12. Também não é correta a outra consequência que nossos censores apresentam, a saber: o concurso geral de Deus não é outra coisa senão uma produção que confere ser à ação; portanto, quem quer concorrer mediante um concurso geral com o livre-arbítrio, quer e dirige a ação do pecado, quando o arbítrio peca. Pois o concurso geral de Deus é um influxo, ou seja, a própria ação pecaminosa em sua totalidade procede —mas por parcialidade causal— de Deus, como causa universal à qual não se deve que esta ação seja pecaminosa ou de outra espécie, mas isso se deve ao influxo particular do arbítrio; por esta razão, não se segue que se, por sua parte, Deus quer de maneira absoluta influir deste modo, queira ou pretenda que a ação seja pecaminosa.

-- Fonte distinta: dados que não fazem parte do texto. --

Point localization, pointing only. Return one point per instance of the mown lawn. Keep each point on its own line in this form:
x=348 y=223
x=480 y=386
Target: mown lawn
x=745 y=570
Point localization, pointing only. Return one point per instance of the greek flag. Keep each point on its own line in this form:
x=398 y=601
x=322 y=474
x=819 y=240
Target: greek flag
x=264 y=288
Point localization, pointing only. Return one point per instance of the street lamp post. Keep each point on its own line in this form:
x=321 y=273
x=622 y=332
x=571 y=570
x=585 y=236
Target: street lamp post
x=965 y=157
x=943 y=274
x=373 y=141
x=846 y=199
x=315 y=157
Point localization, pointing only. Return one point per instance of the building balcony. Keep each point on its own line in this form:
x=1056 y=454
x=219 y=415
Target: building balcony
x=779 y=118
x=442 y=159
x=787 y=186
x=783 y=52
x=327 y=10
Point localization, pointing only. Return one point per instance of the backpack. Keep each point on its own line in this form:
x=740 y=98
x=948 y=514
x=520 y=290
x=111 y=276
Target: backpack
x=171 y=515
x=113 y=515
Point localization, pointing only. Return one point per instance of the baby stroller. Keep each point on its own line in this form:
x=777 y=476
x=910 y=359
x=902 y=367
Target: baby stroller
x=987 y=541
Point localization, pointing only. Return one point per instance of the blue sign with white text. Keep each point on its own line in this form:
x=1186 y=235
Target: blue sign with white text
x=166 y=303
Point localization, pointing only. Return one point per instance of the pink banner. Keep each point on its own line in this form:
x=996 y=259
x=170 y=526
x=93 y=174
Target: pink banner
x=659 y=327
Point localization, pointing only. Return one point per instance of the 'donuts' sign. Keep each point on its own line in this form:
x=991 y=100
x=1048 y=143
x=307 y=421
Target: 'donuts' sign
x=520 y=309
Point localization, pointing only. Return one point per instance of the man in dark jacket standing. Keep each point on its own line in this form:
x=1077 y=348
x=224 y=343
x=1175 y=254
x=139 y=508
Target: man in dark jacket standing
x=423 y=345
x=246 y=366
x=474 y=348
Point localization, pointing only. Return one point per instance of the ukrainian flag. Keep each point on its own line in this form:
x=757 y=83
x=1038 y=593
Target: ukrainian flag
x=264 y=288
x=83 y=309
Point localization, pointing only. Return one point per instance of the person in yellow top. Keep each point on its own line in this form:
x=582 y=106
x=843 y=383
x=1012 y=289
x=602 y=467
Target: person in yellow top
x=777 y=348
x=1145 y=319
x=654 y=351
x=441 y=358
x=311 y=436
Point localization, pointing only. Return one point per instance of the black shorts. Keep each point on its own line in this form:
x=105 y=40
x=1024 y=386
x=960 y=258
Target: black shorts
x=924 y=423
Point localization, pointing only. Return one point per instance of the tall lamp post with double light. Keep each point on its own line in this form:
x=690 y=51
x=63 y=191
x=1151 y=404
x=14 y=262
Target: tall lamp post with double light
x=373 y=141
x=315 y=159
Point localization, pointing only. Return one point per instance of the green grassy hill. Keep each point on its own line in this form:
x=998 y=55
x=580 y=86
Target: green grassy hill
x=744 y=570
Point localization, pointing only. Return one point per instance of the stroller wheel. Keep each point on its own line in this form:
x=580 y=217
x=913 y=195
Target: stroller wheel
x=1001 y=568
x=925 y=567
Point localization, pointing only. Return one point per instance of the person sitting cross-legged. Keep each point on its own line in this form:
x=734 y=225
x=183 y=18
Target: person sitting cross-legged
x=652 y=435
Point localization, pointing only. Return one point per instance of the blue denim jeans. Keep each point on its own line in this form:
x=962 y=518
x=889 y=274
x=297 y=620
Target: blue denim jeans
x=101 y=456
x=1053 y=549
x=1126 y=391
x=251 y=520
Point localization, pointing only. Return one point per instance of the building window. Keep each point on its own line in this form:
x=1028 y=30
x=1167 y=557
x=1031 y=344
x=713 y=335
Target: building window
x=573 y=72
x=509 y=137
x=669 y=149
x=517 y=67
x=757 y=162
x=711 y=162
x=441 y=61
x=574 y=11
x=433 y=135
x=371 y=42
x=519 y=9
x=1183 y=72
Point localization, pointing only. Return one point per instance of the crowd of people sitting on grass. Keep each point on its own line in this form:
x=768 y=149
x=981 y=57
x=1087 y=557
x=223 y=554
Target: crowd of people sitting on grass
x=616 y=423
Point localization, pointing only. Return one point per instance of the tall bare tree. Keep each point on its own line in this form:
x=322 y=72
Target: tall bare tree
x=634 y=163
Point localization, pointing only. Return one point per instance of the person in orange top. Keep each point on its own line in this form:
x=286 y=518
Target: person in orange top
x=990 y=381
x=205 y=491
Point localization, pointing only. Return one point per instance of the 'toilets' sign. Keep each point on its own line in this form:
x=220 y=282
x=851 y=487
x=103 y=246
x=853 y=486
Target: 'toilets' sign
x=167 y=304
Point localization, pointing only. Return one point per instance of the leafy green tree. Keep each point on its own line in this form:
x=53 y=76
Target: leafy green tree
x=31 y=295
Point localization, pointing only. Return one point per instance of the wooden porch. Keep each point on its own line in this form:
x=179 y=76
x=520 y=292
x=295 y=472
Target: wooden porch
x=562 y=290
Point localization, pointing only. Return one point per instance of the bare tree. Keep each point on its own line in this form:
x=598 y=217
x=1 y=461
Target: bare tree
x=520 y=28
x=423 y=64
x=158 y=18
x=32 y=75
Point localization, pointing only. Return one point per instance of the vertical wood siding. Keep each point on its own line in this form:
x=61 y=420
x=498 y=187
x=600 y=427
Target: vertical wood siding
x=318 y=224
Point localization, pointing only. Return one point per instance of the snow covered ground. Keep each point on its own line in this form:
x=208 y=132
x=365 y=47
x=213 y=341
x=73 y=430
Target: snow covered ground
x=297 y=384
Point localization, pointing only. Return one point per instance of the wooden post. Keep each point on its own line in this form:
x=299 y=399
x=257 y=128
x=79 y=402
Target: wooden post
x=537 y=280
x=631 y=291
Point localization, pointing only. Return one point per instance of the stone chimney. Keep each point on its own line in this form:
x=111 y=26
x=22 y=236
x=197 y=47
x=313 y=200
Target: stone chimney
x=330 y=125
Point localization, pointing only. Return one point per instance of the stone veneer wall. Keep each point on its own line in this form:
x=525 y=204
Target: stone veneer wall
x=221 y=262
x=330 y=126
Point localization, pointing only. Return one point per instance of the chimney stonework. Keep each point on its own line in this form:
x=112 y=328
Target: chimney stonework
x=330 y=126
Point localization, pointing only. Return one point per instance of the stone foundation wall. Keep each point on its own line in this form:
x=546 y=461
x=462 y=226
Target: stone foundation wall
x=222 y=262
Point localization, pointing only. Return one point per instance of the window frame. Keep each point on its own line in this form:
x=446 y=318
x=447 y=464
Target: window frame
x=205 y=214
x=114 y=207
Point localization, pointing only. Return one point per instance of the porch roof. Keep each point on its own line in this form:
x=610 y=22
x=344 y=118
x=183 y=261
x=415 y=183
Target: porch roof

13. Agora, nosso censor deve reconhecer que a realidade contradiz claramente sua pretensão. Pois, se seu argumento demonstra algo, sem dúvida, demonstrará que Deus quer a ação pecaminosa com vontade antecedente. De fato, a vontade de cooperar com sua cooperação geral na ação pecaminosa será uma vontade antecedente em relação à ação pecaminosa. Portanto, se daí se segue que Deus quer a ação pecaminosa, também se seguirá que Ele a quer com vontade antecedente. Mas nosso próprio censor nega com razão que Deus possua uma vontade antecedente em relação à ação pecaminosa, considerada também em sentido substancial.